Posted: 8th October 2014

From the Campfire to the Holodeck

It is entirely appropriate that the new Cooperative Learning Centre is the result of a collaborative process. Last year, I began by bringing Elements students out of morning study to an under-utilised space with very little to recommend it other than its availability. They needed little encouragement to work in groups; it came naturally to them. Patricia Frampton, Head of Learning Support, became involved, then Amelie Ghesquiere and Denis Gibbons, who had recently completed his Masters on cooperative learning. Denis introduced a structured approach to cooperative learning with last year’s Rudiments. Trish brought his methodology next door to Elements, and so a process began.

Having seen the energy and enthusiasm with which the boys engaged with cooperative learning, we took the obvious step of inviting the customers to design the learning spaces. In thirty minutes, they came up with a design that corresponded with much of what the educationalists recommend for such learning environments. With the support of the Headmaster and approval for the budget from the Board of Management, a brief was prepared for Ms. Helene Broderick, who had re-imagined the Concourse in a very creative way. Helene took the brief and turned it into two ideal imagined spaces.

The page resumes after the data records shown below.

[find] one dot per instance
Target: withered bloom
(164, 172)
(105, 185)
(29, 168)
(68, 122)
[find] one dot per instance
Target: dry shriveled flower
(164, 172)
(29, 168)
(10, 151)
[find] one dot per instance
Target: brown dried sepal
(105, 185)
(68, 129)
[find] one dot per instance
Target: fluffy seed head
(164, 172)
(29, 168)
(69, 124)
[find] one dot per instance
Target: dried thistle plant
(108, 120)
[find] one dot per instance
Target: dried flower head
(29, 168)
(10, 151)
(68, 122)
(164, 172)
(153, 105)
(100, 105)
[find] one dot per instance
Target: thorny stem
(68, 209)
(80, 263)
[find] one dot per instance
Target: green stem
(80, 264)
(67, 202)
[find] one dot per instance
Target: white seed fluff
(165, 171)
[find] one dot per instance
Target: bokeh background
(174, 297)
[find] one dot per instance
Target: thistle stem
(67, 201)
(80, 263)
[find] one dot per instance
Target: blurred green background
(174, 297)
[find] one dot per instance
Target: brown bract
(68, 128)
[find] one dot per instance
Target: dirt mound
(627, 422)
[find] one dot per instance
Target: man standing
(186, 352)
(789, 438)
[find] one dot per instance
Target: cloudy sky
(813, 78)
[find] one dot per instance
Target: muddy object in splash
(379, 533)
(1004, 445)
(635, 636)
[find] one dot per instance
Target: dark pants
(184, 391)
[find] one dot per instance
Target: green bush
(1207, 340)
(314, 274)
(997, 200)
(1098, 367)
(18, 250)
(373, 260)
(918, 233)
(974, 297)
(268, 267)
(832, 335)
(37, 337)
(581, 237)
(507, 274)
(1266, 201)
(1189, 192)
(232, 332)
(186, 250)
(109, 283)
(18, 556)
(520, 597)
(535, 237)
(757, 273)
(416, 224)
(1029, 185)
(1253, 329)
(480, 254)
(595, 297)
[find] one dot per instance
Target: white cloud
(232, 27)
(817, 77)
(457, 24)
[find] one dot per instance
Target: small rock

We were fortunate to have as the contractor, Mr. Dave Walsh whose task it was to convert these nondescript spaces into beautiful rooms that responded so well to the imaginative furniture. Dave’s attention to detail and scrupulous worksmanship contributed hugely to the finished product. Radiators that had no business being spared from the skip became admirable features after his work was done. The windows that were dull and lifeless became expressive eyes overlooking the room. It was a pleasure to work with Helene and Dave whose passion for delivering a quality product matched ours… and we managed to stay very close to our budget!

The Thing Itself

The cooperative learning environment differs from the conventional study in that the students work in groups, are allowed move around, have greater autonomy in their learning, and can be noisy at times (usually evidence of activity). Also, they are allowed and even encouraged to use technology as an educational tool.

There is a need for the conventional study environment as part of a balanced menu. In From the Campfire to the Holodeck, Richard Thornburg explains that the cave has just as important a role as the campfire and the holodeck . The campfire is the classroom where the teacher generates the idea for learning. The cave is the place where the student researches the idea. The holodeck is where he puts his thinking into practice.

Some examples:

  • The teacher introduces algebra to a class at the campfire (classroom)
  • The student revisits the learned material in the cave. (conventional study)
  • The students test their understanding together in the holodeck. (cooperative study)
  • The teacher introduces the 1916 Rising to the class and directs the students towards some reading material. (classroom)
  • The student reads the material. (conventional study)
  • The students discuss their understanding of the material in a group, exploring the raw information from a variety of perspectives. (cooperative study)

The boys coming from primary school are accustomed to learning actively in groups and doing homework under some level of supervision. They arrive into Clongowes where they are obliged to spend much of their time in the conventional cave space. Although we have made significant efforts to diversify the study environment in recent years, the latter arrangement belongs to the utilitarian concept of education that evolved during the industrial revolution. In that scenario, information and its retention had a high currency; in today’s world, information is the most easily-accessed product in the world. Creativity and thinking skills must be the priority in a modern educational environment. According to many modern thinkers, the information revolution is already over.

The Conceptual Age

We are now in a new age, which Daniel Pink has called the Conceptual Age, the age of ideas and innovation. It makes sense. One way or the other, we need to prepare our students to be actively engaged in their learning and to be creative. It doesn’t mean that knowledge is no longer relevant, but the way we access knowledge and retain it must be informed by the availability of technology. The ultimate goals of wisdom and the characteristics of Jesuit education will not be delivered by technology or methodologies, but the spade work can be made less onerous. To continue the metaphor, it makes no sense to use a spade to dig a field if you have a JCB in the garage.

The new Junior Certificate reforms point to this different model of education, one that addresses the needs of the twenty-first century without disregarding the fundamentals of the education process: learning is a process of creative interaction with the world and with others. Students learn best when they learn together because they are more engaged when working as a team.

What is needed is the designated space, furnished and decorated in a way that reflects the personality of its users – young, energetic, creative, informal. Each space should have a feature that shouts loudly ‘LEARNING IS FUN!!!’. We hope that this is what we have created.